Regarder aujourd'hui Le petit monde de Don Camillo avec attention et œil bienveillant et critique, – alors qu'on a vu le film dix fois, lors de sa sortie, mais aussi, un peu distraitement sans doute lors d'un de ses multiples passages télévisés – se pencher sur cet immense succès public, c'est un peu comme relire en adulte un bouquin formidable qui avait enthousiasmé l'enfant qui l'avait découvert.

Parce qu'il y a, comme ça, des œuvres universelles et durables qui peuvent faire le lien entre les générations et qu'on aime et apprécie qu'on ait dix ans ou soixante… Peut-être pas Jules Verne, mais sûrement Alexandre Dumas, par exemple ; seulement combien d'adultes prennent la peine de relire Les trois mousquetaires ou, mieux encore, Le comte de Monte Cristo ?

Eh bien, re-vision faite hier du premier volet des aventures de Don Camillo et de Peppone, j'ai l'immense plaisir d'annoncer Urbi et Orbi (la Semaine Sainte commence !) que c'est encore mieux que dans le souvenir, d'autant que, l'histoire étant connue, et les morceaux de bravoure assimilés, on peut concentrer l'attention sur le paysage global et les scènes secondaires.

On pourrait gloser des heures durant sur les raisons profondes du succès extraordinaire rencontré par la série (dont, il est vrai, les deux, voire les trois derniers épisodes peuvent aisément être oubliés) : ce n'est pas une Italie de carte postale qui est mise en scène, une Italie touristique qui, à coup de Venise, Rome, Florence ou Naples aurait pu séduire par son bel exotisme ; c'est la plaine du Pô, plate et un peu triste, perdue de brouillard ; c'est un récit dont l'histoire d'amour (entre Vera Talchi et Franco Interlenghi) est tout à fait secondaire et parfaitement symbolique ; c'est un conflit entre un prêtre solide irascible et un maire communiste coléreux et bon comme le pain, ce qui n'en fait pas précisément des héros glamorous ; c'est un film généreux, souriant, marqué d'un christianisme social essentiel, ce qui pouvait étonner dans le climat de Guerre froide qui prévalait alors.

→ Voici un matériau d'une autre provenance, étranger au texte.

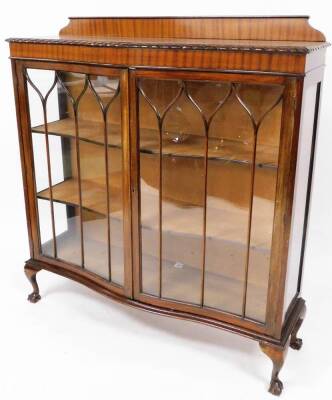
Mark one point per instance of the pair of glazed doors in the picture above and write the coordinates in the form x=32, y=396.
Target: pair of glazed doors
x=161, y=184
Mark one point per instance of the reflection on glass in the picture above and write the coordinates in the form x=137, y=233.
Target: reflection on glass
x=262, y=216
x=68, y=238
x=45, y=227
x=78, y=165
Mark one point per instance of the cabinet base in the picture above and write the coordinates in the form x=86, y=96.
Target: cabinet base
x=275, y=349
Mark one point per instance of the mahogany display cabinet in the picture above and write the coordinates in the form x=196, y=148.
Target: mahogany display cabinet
x=167, y=164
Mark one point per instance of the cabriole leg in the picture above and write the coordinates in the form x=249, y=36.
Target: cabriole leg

Oh, certes Guareschi ne tient pas la balance égale entre les deux camps ; j'ai lu ici et là qu'il était clairement monarchiste et considérait (comme, je crois, beaucoup d'historiens sérieux) que le référendum de juin 46 qui fit pencher la balance pour la République avait été honteusement truqué. La balance n'est pas égale, et c'est toujours Don Camillo qui a le dernier mot, malgré quelques retours de bâton ; on pourrait voir, d'ailleurs, dans le tutoiement qu'il emploie envers Peppone, alors que celui-ci le vouvoie un signe majuscule de cette évidence. Peppone finit d'ailleurs toujours par être le dindon de la farce… mais il n'est pas dit qu'il en soit tellement marri. Ainsi lors de la délibération du conseil municipal de Brescello où, après avoir recueilli tous les avis de ses amis qui refusent que le cercueil de la vieille Madame Cristina (Sylvie) soit recouvert du drapeau royal revêtu de la Croix de la maison de Savoie, tranche impérialement C'est le Parti qui commande, ici, et le Parti, c’est moi !. Peppone est une crème d'homme, ombrageux, autoritaire, généreux, fait pour s'entendre, au delà de tous les mots, avec un Don Camillo qui est de la même espèce.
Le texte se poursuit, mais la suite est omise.